There is, I believe, a politics to remembrance. Sepulchers are not innocent. Commemoration is vile. There is erasing and ‘oblivioning’ in the matter of selective commemoration. No, I am not saying that Richard should not be remembered. I am merely asking myself and you, ‘why do we remember Richard and why have we forgotten Ranjithan, if we ever knew of him that is?’

During the UNP-JVP bheeshanaya of 1988-1990 democracy was bruised and tortured. Our sensibilities were lacerated. We acquired a certain degree of immunity to violence and crime. Death by violent means became something like pickpocketing; a few raised eyebrows, some political mileage for some, sweeping under carpets and years of forgetting. We lost something else. And this is why we can’t dwell in 1989-1990, however sad we are and however much we need to celebrate the lives of those who are not around today. There’s one thing that few acknowledge or even remember today when thinking about Richard or Ranjithan, or any of the other 59,998 plus people.

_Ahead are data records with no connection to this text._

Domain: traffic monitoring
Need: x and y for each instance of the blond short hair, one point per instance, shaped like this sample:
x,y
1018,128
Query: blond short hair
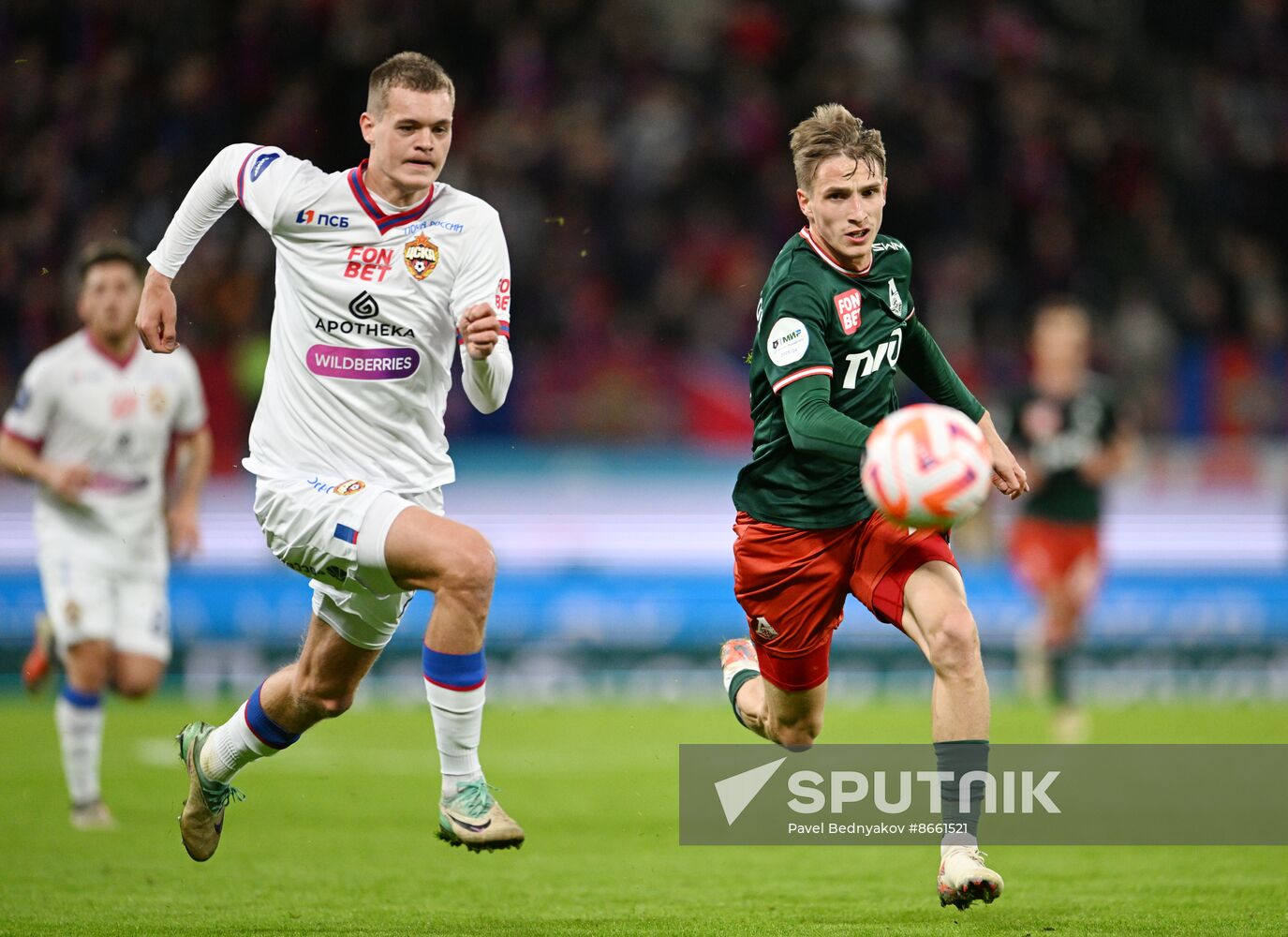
x,y
832,130
407,69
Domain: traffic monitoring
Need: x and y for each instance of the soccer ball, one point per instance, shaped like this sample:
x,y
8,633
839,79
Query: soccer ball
x,y
927,466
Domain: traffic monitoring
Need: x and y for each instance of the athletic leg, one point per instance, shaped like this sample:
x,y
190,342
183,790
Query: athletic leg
x,y
136,676
80,720
319,685
428,552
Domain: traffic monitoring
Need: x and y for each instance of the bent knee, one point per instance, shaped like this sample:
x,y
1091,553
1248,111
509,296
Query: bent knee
x,y
955,641
471,569
327,701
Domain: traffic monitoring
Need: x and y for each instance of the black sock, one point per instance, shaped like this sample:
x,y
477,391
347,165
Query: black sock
x,y
1059,659
734,686
960,758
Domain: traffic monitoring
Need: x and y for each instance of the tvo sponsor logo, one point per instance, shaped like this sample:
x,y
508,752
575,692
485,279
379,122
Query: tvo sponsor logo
x,y
1019,792
862,364
311,216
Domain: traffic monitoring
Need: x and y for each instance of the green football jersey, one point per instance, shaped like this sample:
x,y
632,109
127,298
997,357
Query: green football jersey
x,y
818,319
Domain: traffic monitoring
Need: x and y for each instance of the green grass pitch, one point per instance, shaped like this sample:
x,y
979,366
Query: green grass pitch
x,y
336,837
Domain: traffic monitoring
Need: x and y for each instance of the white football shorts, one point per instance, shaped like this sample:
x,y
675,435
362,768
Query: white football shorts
x,y
126,607
333,532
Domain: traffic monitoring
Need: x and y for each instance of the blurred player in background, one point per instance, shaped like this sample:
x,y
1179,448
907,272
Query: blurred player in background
x,y
92,424
1071,439
836,318
381,274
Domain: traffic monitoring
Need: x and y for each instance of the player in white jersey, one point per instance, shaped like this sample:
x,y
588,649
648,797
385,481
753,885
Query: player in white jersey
x,y
381,274
93,424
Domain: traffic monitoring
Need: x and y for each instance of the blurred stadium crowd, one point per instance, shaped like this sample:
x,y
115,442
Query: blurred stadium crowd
x,y
1131,152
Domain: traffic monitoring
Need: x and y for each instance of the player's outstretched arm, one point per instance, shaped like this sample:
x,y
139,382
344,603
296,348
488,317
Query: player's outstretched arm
x,y
816,425
486,363
1009,476
210,196
21,459
156,320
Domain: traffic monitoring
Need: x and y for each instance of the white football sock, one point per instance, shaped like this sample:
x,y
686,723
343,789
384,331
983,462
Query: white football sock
x,y
80,734
230,748
457,724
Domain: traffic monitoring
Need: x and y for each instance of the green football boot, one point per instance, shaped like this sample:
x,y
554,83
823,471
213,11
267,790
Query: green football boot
x,y
202,819
473,817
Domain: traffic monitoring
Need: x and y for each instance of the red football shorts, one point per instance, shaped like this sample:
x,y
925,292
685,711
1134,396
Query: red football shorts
x,y
1047,553
792,586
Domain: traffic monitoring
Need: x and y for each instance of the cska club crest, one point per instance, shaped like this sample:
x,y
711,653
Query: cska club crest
x,y
422,257
848,309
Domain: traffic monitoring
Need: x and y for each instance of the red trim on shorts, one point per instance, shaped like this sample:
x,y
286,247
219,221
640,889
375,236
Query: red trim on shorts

That thing is called HR. Human Resources.

I told this to Werawellalage Premasiri, born Kumarigama, Ampara, my batchmate at Peradeniya, former lecturer in Political Science and now a public servant. I said ‘Aliya, (that was his ‘card’ at campus) me rate maanva sampath pilibandava deventha prashnayak thiyenava’ (there is a huge human resource problem in this country). He answered quietly: mama dannava; ape rate maanava sampath bheeshanaya kaale athurudahan karala demma (the human resources of our country were liquidated during the bheeshanaya).

We lost the best we had, didn’t we? Not all those who died were guilty of wrong doing and even if they were extra-judicial killing was the wrong way to go about sorting out the problem (those who howl about human rights violations were silent back then and those who call for truth commissions and such are conspicuously silent about such mechanisms for that particular blood-letting). I have no doubt about this: we lost our spirit, the cream, the most talented, the young people most endowed with attributes such as integrity, sacrifice, energy and ingenuity.

There were many Richards among them, but they didn’t write in English. They did not get published, they did not have the Lionel Wendt to perform in. They were born to humble parents, raised their voices against injustice and were slaughtered for this crime.

Let us remember them all. Let us remember that if we are struggling today on account of a serious lack of human resources, there are people responsible for this. Let us also remember that the conflict in the North and East saw a similar though less voluminous ‘evacuation’ (since it dragged across several generations). Let us remember that languishing in harsh circumstances in these regions and in the rehabilitation camps are young Tamil people who too are endowed with the same kinds of attributes. Let us remember that there are Richard de Zoysas among them; only, they do not write in English, have not got published and have not played at the Lionel Wendt. They must be allowed to do so.

So when we remember Richard, let us remember these others who didn’t/don’t have a Christian name, were/are quite un-English, but were/are no less talented, no less human.